You don’t have to like Taylor Swift, and you certainly don’t have to like The Tortured Poets Department. But lets please not pretend she didn’t know exactly what she was doing in presenting her songs about manic, anxiety-ridden, overthinking, exhausting heartbreak in a disjointed, spiraling, very long album3.
“If it's all in my head tell me now / Tell me I've got it wrong somehow / I know my love should be celebrated /But you tolerate it”
Me. This album is for me.
She’s alright now. When the album dropped, she posted the following: “An anthology of new works that reflect events, opinions and sentiments from a fleeting and fatalistic moment in time — one that was both sensational and sorrowful in equal measure. This period of the author’s life is now over, the chapter closed and boarded up. There is nothing to avenge, no scores to settle once wounds have healed. This writer is of the firm belief that our tears become holy in the form of ink on a page. Once we have spoken our saddest story, we can be free of it.”

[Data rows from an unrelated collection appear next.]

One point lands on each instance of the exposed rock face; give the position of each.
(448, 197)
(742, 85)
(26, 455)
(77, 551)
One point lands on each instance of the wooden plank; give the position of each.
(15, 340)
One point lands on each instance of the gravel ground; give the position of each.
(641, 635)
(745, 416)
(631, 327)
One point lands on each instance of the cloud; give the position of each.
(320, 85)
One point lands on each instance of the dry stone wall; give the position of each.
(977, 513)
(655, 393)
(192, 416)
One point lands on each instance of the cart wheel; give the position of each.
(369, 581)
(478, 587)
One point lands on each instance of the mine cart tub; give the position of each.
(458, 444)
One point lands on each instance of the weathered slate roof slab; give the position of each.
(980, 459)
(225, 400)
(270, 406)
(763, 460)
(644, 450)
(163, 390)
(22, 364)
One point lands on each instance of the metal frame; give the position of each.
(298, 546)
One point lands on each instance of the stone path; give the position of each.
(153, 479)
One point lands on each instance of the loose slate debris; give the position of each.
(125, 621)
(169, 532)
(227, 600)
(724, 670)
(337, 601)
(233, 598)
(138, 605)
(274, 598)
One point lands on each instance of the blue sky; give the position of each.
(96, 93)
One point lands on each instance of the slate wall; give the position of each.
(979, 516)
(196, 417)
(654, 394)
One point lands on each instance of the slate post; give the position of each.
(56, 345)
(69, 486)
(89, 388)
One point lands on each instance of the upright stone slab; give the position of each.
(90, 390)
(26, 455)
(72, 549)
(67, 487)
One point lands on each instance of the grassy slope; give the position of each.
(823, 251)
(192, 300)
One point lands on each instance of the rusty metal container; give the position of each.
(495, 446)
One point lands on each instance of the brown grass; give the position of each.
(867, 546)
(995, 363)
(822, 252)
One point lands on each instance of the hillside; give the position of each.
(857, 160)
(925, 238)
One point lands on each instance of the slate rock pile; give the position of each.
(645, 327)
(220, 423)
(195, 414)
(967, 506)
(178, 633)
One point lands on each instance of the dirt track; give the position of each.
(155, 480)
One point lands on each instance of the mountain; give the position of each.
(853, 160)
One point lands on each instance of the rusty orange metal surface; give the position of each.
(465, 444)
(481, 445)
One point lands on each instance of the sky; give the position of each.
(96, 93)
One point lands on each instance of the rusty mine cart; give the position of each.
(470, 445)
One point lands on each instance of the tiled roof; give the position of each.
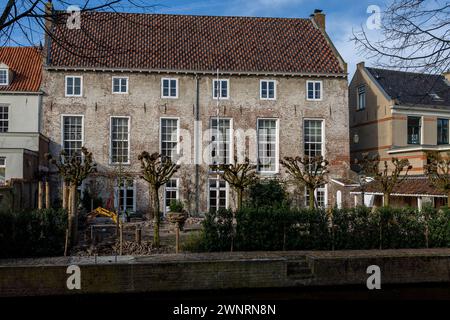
(26, 64)
(413, 88)
(419, 185)
(202, 43)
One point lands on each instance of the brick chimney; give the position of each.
(319, 18)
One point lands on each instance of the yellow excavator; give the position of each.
(102, 212)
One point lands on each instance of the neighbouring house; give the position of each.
(185, 86)
(22, 146)
(403, 115)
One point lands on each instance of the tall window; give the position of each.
(2, 170)
(361, 97)
(72, 135)
(414, 130)
(267, 145)
(217, 194)
(169, 88)
(4, 77)
(125, 196)
(221, 89)
(4, 120)
(268, 91)
(171, 193)
(120, 140)
(220, 141)
(314, 90)
(74, 86)
(313, 138)
(320, 195)
(169, 138)
(442, 126)
(120, 85)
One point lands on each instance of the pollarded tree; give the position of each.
(437, 170)
(307, 171)
(157, 171)
(386, 178)
(238, 175)
(73, 170)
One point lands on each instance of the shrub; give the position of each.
(32, 233)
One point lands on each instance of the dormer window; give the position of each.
(4, 77)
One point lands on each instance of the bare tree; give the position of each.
(309, 172)
(74, 170)
(413, 35)
(437, 170)
(238, 175)
(157, 171)
(387, 177)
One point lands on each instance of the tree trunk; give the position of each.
(155, 217)
(47, 194)
(386, 199)
(40, 195)
(311, 198)
(73, 216)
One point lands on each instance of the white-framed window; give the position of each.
(268, 90)
(4, 118)
(169, 88)
(169, 137)
(4, 75)
(221, 88)
(221, 134)
(125, 195)
(120, 140)
(2, 171)
(361, 97)
(314, 90)
(313, 137)
(217, 194)
(171, 193)
(267, 135)
(320, 195)
(74, 86)
(72, 134)
(120, 85)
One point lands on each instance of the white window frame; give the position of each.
(314, 90)
(177, 191)
(81, 86)
(7, 76)
(277, 148)
(116, 196)
(325, 197)
(220, 89)
(274, 89)
(227, 193)
(120, 84)
(323, 149)
(178, 133)
(358, 105)
(7, 119)
(3, 166)
(110, 140)
(162, 88)
(62, 128)
(230, 143)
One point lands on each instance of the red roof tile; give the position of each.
(26, 64)
(202, 43)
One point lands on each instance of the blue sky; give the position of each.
(341, 16)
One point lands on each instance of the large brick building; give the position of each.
(169, 83)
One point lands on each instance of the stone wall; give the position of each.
(145, 107)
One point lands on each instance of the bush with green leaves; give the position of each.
(34, 233)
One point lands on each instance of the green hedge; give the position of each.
(304, 229)
(32, 233)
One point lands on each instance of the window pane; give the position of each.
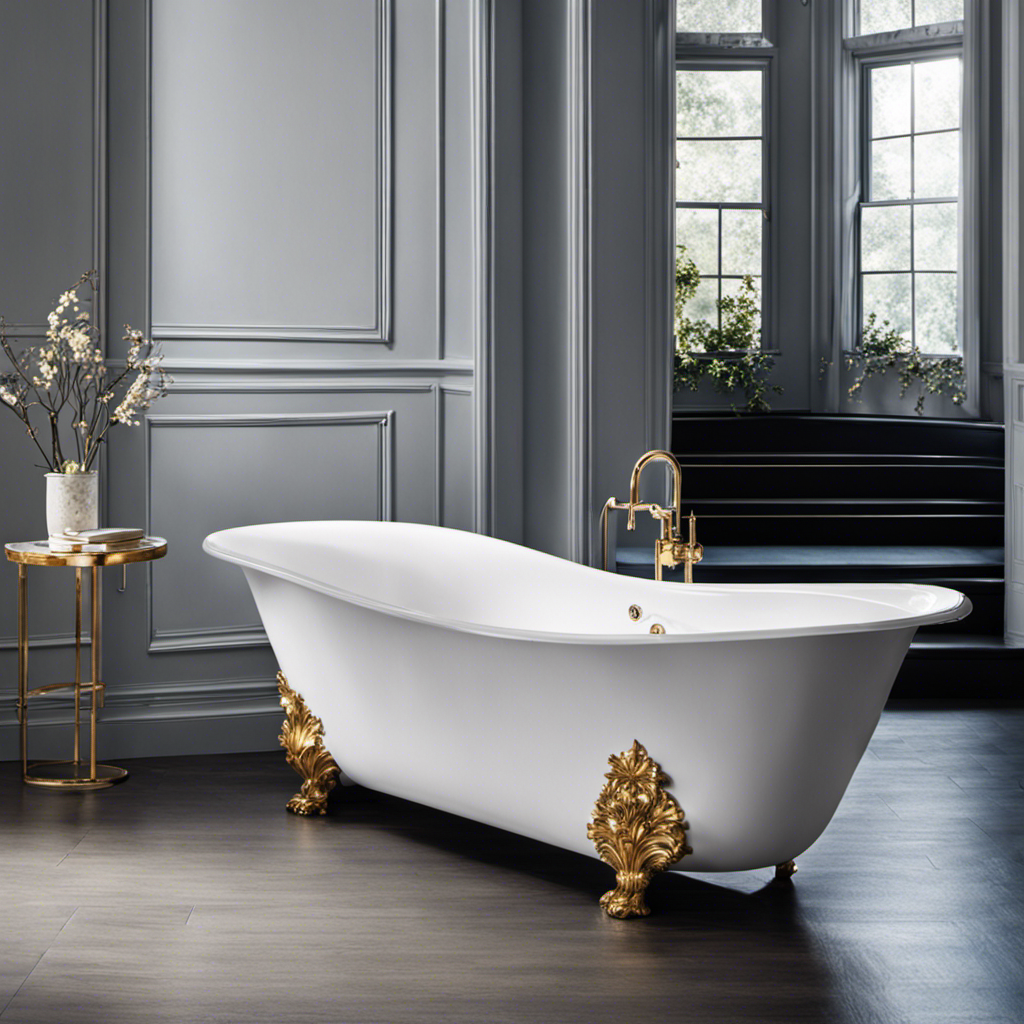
(697, 229)
(885, 238)
(934, 11)
(888, 296)
(936, 165)
(935, 237)
(883, 15)
(888, 15)
(711, 103)
(718, 15)
(936, 92)
(891, 169)
(891, 100)
(741, 241)
(935, 301)
(731, 286)
(719, 172)
(704, 305)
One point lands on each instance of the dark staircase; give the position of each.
(825, 499)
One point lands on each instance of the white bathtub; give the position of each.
(493, 681)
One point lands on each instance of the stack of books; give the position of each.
(104, 539)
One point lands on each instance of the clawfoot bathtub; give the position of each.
(492, 681)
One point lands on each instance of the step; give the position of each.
(962, 666)
(975, 571)
(704, 434)
(768, 562)
(828, 477)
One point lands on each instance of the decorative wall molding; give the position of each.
(212, 638)
(185, 716)
(580, 311)
(660, 228)
(481, 88)
(440, 393)
(334, 368)
(99, 247)
(208, 639)
(440, 135)
(375, 333)
(297, 385)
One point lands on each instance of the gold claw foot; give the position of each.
(785, 871)
(302, 737)
(638, 828)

Every artist eventually has a "I had a mental breakdown and I have big feelings about it" album. These are always my favorite albums, partially because there's clearly wrong with me, but mainly because they seem to pour all their feelings into the album and be lighter for it after.
TTPD requires you to sit with it, and that has never been a feature of TS's music. People like that his work is easily consumable, and this album is not. Midnights also wasn't very easily consumable, but this one is even less so. If you don't listen to it a few times, you just miss something.
I also love that it uses a lot of the musical schemas of her past albums but gives new context to them, almost as if she's revealing an additional layer to how she felt recording it, or what she's been hiding this whole time.
It's simple chords, but that's like...the point, I think. It's supposed to be simple music and front the lyrics.
Maybe that's all just nonsense, but I agree with you.
What a wonderful breakdown of the album! I really enjoyed the chaos of TTPD and feel like you hit the nail on the head.